Where did this come from?
"I decided to change my attitude a little bit," said Bader, who tied the tournament record and set a competitive course record with her 8-under par round. She was later joined at 64 by Kelly Robbins before a rain delay.
Numbers don't add up
Bader ranks in the top 30 on tour in drive average (257.1 yards) and putting average (29.27 per round), which curiously hasn't translated into scoring (141st) or money (149th).
"I hope this round tells what kind of player I am," she said. "I roll the ball well and hit iron shots."
Consistency, then, has been Bader's undoing. That and staying grounded emotionally on the course. That's always easier said than done for a player in just her sophomore year on tour.
"I've had some ups and downs, it's not going where I want it," she said.
"I need to chill out, relax and have fun with it."
Faded from start
That's something Bader didn't do the last time she was in this situation. At the LPGA Corning Classic in late May, she opened with a 66, then ballooned to a 77 in the second round. She made the cut, but had back-to-back rounds of 74 on Saturday and Sunday.
"It didn't turn out too well. I was nervous [at Corning]," said Bader, explaining that part of her nerves came from a microphone The Golf Channel outfitted her with a wireless microphone for its second-round coverage.

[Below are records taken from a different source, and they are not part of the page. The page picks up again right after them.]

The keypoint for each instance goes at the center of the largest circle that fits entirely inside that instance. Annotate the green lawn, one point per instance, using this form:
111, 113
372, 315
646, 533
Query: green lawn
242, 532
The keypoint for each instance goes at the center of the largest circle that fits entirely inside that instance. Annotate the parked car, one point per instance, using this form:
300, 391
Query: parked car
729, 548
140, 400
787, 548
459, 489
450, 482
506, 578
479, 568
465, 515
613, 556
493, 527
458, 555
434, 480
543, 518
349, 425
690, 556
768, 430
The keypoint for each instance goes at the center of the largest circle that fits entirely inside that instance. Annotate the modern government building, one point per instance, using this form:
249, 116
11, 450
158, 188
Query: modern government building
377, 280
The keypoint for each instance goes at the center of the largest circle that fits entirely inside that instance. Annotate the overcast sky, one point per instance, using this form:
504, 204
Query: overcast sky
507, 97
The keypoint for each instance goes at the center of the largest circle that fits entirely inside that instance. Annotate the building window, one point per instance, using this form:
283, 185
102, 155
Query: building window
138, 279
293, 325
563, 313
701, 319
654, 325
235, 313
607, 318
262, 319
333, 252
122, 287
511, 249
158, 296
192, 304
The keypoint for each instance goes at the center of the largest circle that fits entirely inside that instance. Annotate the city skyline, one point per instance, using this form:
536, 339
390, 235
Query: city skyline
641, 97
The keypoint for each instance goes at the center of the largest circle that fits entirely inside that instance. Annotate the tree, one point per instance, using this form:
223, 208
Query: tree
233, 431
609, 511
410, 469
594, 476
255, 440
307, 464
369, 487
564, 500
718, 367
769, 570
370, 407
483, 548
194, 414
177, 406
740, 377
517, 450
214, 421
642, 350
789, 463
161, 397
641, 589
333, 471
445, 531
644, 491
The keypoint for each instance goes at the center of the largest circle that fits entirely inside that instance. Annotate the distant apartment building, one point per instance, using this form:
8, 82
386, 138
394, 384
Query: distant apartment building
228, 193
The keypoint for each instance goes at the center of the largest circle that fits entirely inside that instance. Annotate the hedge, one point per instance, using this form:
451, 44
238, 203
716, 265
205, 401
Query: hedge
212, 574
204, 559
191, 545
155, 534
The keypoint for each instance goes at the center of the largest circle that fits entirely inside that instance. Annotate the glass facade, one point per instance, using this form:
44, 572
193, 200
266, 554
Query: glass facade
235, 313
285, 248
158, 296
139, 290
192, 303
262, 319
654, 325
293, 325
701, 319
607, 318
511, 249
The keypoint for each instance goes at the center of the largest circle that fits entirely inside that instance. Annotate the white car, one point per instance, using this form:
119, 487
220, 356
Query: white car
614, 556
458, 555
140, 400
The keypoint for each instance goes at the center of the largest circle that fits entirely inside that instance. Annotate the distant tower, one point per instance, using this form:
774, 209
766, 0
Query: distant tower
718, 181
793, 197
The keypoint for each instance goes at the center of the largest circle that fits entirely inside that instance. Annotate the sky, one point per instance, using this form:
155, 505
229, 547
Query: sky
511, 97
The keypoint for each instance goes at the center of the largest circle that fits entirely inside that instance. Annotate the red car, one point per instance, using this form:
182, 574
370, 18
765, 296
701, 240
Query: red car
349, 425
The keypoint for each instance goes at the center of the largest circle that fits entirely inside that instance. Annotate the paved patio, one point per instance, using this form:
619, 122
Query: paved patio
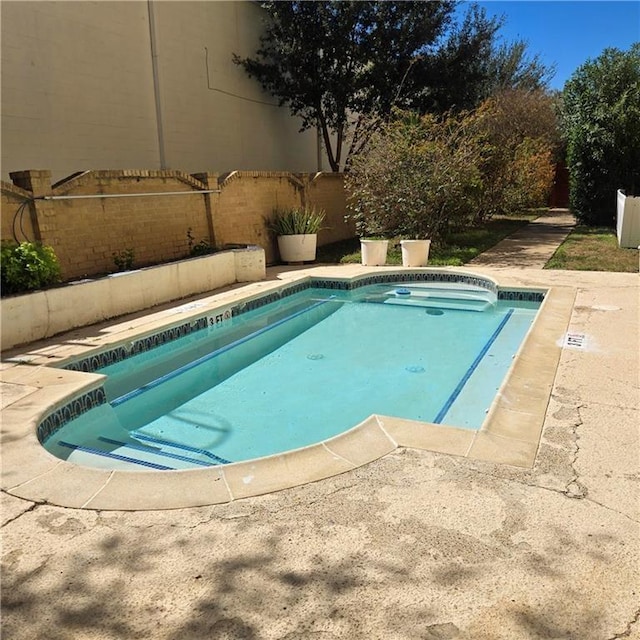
416, 544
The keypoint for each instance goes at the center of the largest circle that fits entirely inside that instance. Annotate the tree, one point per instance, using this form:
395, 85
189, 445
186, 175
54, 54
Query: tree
470, 66
422, 176
343, 65
601, 124
329, 60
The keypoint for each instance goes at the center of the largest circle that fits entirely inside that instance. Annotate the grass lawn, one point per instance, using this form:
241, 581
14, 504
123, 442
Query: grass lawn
455, 250
593, 249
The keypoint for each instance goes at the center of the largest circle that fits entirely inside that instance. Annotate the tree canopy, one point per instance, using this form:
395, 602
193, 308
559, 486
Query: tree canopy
601, 124
342, 65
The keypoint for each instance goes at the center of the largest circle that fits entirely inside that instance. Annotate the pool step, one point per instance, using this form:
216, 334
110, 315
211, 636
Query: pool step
442, 296
156, 454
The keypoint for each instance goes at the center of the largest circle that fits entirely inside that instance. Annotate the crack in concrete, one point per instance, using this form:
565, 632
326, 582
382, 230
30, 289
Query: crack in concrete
27, 510
627, 632
575, 489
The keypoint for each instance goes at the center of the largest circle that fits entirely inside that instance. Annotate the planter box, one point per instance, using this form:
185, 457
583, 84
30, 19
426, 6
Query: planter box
373, 252
42, 314
298, 247
415, 253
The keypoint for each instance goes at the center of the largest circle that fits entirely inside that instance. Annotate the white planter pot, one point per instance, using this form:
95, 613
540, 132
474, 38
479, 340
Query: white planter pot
298, 248
415, 253
374, 252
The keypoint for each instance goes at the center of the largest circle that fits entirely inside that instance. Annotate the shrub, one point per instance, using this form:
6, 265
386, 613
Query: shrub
417, 178
295, 221
27, 266
601, 124
123, 260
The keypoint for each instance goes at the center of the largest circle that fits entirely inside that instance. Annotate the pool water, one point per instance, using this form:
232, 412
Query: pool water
299, 371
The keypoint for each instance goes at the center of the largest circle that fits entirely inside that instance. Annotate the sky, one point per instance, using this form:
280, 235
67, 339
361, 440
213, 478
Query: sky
567, 33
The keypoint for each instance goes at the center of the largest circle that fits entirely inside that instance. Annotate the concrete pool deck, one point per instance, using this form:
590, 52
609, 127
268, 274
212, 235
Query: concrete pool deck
416, 544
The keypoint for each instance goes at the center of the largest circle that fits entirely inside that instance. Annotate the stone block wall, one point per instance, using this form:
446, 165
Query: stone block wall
90, 216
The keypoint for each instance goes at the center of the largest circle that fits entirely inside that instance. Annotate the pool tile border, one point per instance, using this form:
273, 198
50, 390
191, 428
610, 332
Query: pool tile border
60, 482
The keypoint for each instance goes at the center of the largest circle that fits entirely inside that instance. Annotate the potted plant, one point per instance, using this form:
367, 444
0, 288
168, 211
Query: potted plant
415, 253
371, 225
296, 230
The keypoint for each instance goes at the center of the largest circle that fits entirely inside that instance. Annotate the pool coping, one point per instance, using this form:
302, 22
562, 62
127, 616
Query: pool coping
510, 435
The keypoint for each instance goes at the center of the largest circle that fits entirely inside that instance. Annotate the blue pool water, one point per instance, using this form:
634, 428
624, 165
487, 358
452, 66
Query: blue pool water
299, 371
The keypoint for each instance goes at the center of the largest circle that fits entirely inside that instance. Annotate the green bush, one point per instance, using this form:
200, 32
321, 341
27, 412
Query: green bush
601, 125
295, 221
27, 266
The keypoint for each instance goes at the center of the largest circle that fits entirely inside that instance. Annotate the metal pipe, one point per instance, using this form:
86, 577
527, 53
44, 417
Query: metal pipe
128, 195
156, 82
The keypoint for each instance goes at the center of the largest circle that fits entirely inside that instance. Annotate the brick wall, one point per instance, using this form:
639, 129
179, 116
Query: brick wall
153, 218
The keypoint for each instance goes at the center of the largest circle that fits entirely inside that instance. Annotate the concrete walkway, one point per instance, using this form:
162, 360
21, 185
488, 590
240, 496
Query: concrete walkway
416, 545
531, 246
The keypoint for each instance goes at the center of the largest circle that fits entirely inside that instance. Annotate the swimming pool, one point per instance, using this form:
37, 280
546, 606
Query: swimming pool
295, 368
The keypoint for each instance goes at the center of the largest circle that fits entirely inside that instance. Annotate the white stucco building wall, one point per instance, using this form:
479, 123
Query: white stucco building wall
83, 88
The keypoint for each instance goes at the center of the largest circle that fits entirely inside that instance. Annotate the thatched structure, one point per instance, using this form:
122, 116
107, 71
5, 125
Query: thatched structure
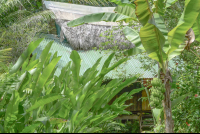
87, 36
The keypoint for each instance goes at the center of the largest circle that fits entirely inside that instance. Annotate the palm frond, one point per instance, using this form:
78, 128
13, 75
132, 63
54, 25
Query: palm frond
5, 54
100, 3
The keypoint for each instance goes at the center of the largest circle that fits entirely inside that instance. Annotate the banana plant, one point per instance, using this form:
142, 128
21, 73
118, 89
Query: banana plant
153, 38
34, 100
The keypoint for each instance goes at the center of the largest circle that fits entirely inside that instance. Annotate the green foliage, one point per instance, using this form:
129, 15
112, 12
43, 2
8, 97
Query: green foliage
156, 94
101, 3
186, 76
20, 22
34, 100
118, 127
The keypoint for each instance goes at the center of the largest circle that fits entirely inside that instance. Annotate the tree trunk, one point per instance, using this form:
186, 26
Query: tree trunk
169, 124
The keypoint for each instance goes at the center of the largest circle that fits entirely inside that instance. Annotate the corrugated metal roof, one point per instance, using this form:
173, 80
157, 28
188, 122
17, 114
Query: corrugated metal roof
132, 67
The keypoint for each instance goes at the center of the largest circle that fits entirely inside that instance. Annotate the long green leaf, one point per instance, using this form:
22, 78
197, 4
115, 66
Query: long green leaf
170, 3
189, 16
153, 42
46, 73
12, 110
31, 128
159, 6
143, 11
32, 46
44, 100
196, 29
76, 61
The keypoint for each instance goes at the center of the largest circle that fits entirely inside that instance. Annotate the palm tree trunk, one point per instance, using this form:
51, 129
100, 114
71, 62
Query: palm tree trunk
169, 124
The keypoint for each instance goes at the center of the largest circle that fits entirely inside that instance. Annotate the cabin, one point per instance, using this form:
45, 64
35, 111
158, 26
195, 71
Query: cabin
83, 39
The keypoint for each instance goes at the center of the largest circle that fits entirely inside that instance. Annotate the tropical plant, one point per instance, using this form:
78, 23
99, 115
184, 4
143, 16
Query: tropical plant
100, 3
153, 37
20, 21
186, 77
34, 100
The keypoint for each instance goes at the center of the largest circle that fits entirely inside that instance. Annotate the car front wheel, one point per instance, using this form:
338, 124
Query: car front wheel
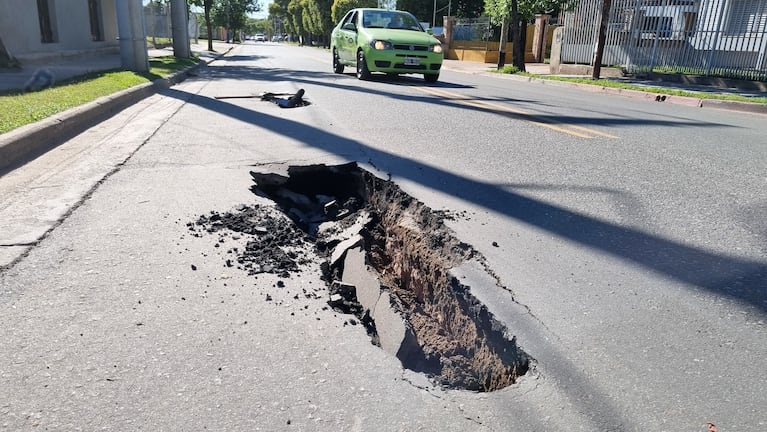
338, 67
362, 67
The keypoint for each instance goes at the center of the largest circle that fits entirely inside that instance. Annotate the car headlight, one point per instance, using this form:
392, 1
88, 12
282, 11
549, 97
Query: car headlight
380, 45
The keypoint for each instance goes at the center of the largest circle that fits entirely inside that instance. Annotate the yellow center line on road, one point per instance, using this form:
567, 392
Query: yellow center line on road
579, 131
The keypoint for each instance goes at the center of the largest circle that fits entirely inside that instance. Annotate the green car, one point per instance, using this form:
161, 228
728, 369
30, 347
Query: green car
389, 41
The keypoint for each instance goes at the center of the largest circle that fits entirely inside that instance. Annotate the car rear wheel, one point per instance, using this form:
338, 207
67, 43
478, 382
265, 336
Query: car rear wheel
362, 67
338, 67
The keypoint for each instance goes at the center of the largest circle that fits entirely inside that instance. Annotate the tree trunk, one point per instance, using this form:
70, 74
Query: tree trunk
601, 36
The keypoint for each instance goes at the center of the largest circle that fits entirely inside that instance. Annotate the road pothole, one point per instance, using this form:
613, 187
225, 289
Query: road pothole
387, 260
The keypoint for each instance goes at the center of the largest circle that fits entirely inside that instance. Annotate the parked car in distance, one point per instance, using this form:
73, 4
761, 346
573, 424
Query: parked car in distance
389, 41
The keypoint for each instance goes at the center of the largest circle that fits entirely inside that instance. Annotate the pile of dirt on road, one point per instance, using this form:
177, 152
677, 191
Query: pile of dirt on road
273, 243
325, 209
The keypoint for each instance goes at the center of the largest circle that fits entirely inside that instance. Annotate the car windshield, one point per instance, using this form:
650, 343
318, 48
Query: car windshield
390, 19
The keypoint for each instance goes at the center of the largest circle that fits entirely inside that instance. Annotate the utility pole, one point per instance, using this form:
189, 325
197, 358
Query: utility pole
502, 44
180, 25
599, 48
132, 36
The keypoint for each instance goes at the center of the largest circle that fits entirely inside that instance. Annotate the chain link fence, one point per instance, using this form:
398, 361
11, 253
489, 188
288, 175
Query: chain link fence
726, 38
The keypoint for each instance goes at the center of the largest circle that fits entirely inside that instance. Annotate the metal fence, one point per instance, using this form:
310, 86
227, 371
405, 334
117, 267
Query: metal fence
726, 38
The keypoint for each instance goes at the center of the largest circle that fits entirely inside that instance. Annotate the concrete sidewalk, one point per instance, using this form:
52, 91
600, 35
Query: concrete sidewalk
64, 68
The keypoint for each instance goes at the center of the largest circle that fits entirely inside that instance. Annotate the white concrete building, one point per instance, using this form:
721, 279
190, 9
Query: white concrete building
43, 30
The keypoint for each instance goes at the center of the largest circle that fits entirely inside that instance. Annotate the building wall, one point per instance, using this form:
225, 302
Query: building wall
20, 29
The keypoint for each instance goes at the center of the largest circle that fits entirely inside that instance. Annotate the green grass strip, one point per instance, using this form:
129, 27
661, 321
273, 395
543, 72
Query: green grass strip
19, 108
648, 89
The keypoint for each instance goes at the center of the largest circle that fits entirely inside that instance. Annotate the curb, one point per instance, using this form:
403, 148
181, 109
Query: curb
27, 142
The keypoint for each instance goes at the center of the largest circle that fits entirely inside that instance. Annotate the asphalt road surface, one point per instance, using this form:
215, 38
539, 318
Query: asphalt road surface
629, 238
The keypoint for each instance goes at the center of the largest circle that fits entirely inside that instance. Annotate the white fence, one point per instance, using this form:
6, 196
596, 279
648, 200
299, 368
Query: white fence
725, 38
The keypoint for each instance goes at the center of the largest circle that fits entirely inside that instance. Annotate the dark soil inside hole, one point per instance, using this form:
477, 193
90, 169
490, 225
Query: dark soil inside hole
449, 335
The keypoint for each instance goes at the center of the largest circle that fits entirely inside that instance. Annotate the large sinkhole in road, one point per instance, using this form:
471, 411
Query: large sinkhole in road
387, 258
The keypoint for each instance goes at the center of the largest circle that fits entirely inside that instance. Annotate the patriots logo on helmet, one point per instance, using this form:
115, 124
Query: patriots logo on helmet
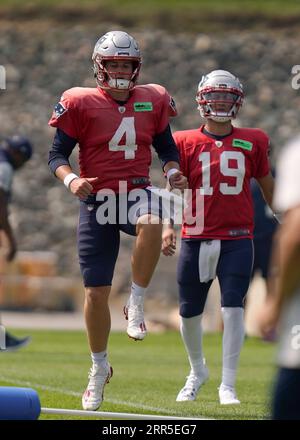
59, 110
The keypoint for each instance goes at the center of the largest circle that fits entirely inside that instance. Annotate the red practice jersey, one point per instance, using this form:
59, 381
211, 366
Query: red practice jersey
114, 139
221, 171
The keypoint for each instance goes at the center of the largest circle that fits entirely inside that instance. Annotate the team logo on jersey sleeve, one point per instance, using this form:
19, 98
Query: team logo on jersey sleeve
59, 110
143, 106
173, 104
240, 143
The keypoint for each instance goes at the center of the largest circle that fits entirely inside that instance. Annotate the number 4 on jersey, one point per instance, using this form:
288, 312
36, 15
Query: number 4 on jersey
127, 129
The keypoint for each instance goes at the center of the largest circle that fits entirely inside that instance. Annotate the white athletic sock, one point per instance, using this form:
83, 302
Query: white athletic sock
233, 338
99, 359
191, 332
137, 293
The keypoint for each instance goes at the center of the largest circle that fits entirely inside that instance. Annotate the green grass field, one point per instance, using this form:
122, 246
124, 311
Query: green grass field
147, 375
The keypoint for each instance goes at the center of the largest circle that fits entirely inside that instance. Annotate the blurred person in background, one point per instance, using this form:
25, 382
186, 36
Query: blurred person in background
114, 124
218, 160
15, 151
265, 225
282, 306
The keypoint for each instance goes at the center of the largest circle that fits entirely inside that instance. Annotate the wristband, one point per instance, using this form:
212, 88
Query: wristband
171, 172
68, 179
278, 217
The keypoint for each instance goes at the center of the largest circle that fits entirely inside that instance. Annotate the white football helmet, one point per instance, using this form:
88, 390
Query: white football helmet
220, 96
116, 46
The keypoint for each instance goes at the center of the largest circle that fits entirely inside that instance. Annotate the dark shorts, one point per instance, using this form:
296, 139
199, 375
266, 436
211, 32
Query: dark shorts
233, 271
98, 242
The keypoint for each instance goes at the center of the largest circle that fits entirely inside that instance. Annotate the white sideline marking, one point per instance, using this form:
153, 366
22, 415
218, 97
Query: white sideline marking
77, 394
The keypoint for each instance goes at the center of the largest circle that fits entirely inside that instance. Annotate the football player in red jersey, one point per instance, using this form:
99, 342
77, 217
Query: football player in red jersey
114, 124
219, 160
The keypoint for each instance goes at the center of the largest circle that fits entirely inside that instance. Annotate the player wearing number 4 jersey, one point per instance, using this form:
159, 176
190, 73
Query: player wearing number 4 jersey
219, 160
114, 125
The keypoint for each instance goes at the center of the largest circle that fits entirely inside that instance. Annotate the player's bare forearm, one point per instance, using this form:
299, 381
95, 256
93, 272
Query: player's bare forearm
80, 187
266, 184
169, 165
62, 171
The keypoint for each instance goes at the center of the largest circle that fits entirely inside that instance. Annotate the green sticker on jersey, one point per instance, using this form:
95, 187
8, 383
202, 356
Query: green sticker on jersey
143, 106
242, 144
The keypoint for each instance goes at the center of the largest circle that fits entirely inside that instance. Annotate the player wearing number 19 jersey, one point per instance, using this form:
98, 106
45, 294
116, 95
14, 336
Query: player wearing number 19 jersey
221, 168
114, 125
219, 160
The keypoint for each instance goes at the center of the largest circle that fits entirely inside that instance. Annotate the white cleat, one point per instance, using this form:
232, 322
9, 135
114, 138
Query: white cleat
93, 395
192, 386
134, 313
228, 396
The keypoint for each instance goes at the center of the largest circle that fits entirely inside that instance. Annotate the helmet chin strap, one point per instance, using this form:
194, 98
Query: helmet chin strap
119, 83
220, 118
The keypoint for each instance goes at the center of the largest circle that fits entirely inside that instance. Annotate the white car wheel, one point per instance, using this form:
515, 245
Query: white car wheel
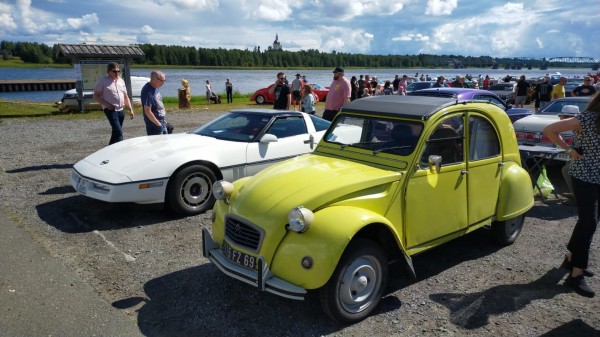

"My consistency comes from keeping my swing consistent," she continued. "Before I would tend to became tentative with my swing.
"I know that it's the putts you really have to make," added Bader. "You want to end [each hole] on a good note."
Just imagine the round Bader could have fashioned had she played the par-5 holes a little better. She birdied No. 2, but got in trouble with her drives on both No. 5 and No. 13 and finished with bogey-6s on each.
"I was plus-one on the par-5s today and that's what has been bothering me the past few weeks," she said. "To me the par 5s should be to my advantage."
Too much effort
Bader was referring to her ability as one of the longest hitters on the tour, but knowing she can grip it and rip it has actually worked to her detriment.
"I think I actually put too much effort into them," she said. "I think I've played it smart, though, but I hit it too hard. It's something I really need to figure out."
Once she does, Bader could become a weekly player to contend with on tour. She doesn't lack for confidence.
"I feel I could go out and shoot it [a 64] again [today]," she said. "As far as my swing goes, I feel solid, more sturdy.
"I've had a few good days to look at the course and play it, so I feel I could go out and shoot it [a 64] again [today]. I can keep competitive. I can really play out here."
And how does it feel to be, really for the first time as a professional, as the player with the target on her back, the first-round leader?
"I don't know, I don't really care," she said. "I'm not too concerned about it. I just want to go out and play the next two days to where I feel I've accomplished something."